Now let’s get back to those casino canary stocks. You may remember that back in 2007, the year before the financial crisis, MGM served the role of canary, or rather fermentation-chamber-guy-with-rope-around-waist. From the S&P 500 top in October 2007 until just before the major selling begin in September 2008, MGM had already collapsed about 75%. It was in the epicenter of the housing collapse that shook Nevada to its core, worse than any other State. This time, it’s not real estate, but debt generally. So MGM probably won’t be the canary this time. Its balance sheet is not as crazy as some of its peers. MGM was up with the broader market yesterday, about 2%. Not a great sign and it does show weakness, as the S&P was up more than double that, but not disastrous either. What was disastrous through were the regional casinos that have been making big acquisition moves in the recent past like Eldorado. Shares were down 9.5% on the day, despite the biggest absolute single-day rally in stocks, ever. At one point, Eldorado was down over 15%! This was just before the bulk of the panic buying that began in the late afternoon yesterday. So far, Eldorado is down 36% from highs. Would this magnitude of collapse have happened had Eldorado not gotten overconfident and taken over debt-diseased Caesars because Carl Icahn was getting too pushy? (Which I heavily criticized and warned against?) There would have been a decline, sure, but not like this. The stock probably wouldn’t have been so ludicrously overbought in the first place. So far, Eldorado looks like it is playing the role that MGM did in 2007. We’ll see if it continues.

has-the-canary-just-dropped-deadNext we have Penn, which went on an inexplicable 57% rally in a grand total of three weeks earlier this year and just lost almost the entire value of that run in the last week. Like Eldorado, Penn has a lot to digest with Pinnacle and plenty of debt. Not as much as Eldorado took on but still a lot to deal with. The stock was down heavily despite record buying yesterday, failing to catch any kind of a bid as the buying frenzy accelerated into the close. It ended the day down 4.6%. Boyd, too, balance sheet leverage 126%, down 1.9% yesterday and couldn’t catch a bid.

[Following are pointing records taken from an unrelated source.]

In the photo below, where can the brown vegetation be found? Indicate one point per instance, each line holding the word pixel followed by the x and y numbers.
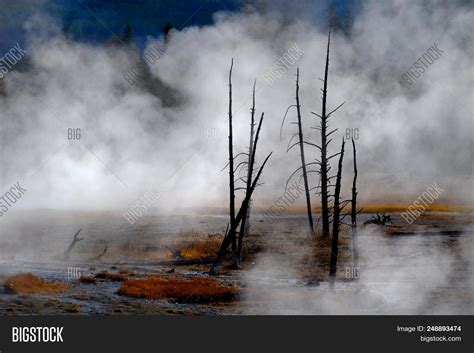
pixel 110 276
pixel 201 248
pixel 87 280
pixel 28 283
pixel 196 289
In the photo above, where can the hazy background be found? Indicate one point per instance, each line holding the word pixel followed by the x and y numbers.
pixel 170 129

But what looks particularly worrying are the game manufacturers, IGT and Scientific Games. IGT is closing in on its post 2008 lows, down 6% yesterday. Part of that is the coronavirus panic in Italy, but IGT hasn’t been a strong company for years and the effects of a downturn on it should be magnified since it’s higher up in the production chain. Scientific Games, down 2.6% yesterday, extremely leveraged and a financial wreck.

These are the beginning signs of a dead canary. I’m not calling the end of the credit cycle and the start of the next financial panic just yet, but it looks palpably closer now. It is starting to look like February 2020 could very well be this cycle’s October 2007, when MGM began to look for any and every excuse to sell off.

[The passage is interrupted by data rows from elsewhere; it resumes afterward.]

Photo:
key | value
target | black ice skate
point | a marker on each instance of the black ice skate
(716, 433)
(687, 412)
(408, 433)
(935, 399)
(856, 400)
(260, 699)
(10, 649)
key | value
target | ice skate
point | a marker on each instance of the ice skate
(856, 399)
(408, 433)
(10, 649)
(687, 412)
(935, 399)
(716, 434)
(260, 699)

What I will be watching for specifically is the market’s reaction to the Fed’s eventual 50bp (or more?) rate cut probably on March 18. The more of that money that heads directly in to bonds and commodities, and the less into equities, the bigger the chances that we are indeed in a blow-off top situation in the debt markets that is going to bleed directly into price inflation. If the leading momentum gaming stocks discussed above keep falling even after the Fed makes its move, then another critical piece of the puzzle will be in place. Let’s see what happens over the next few weeks.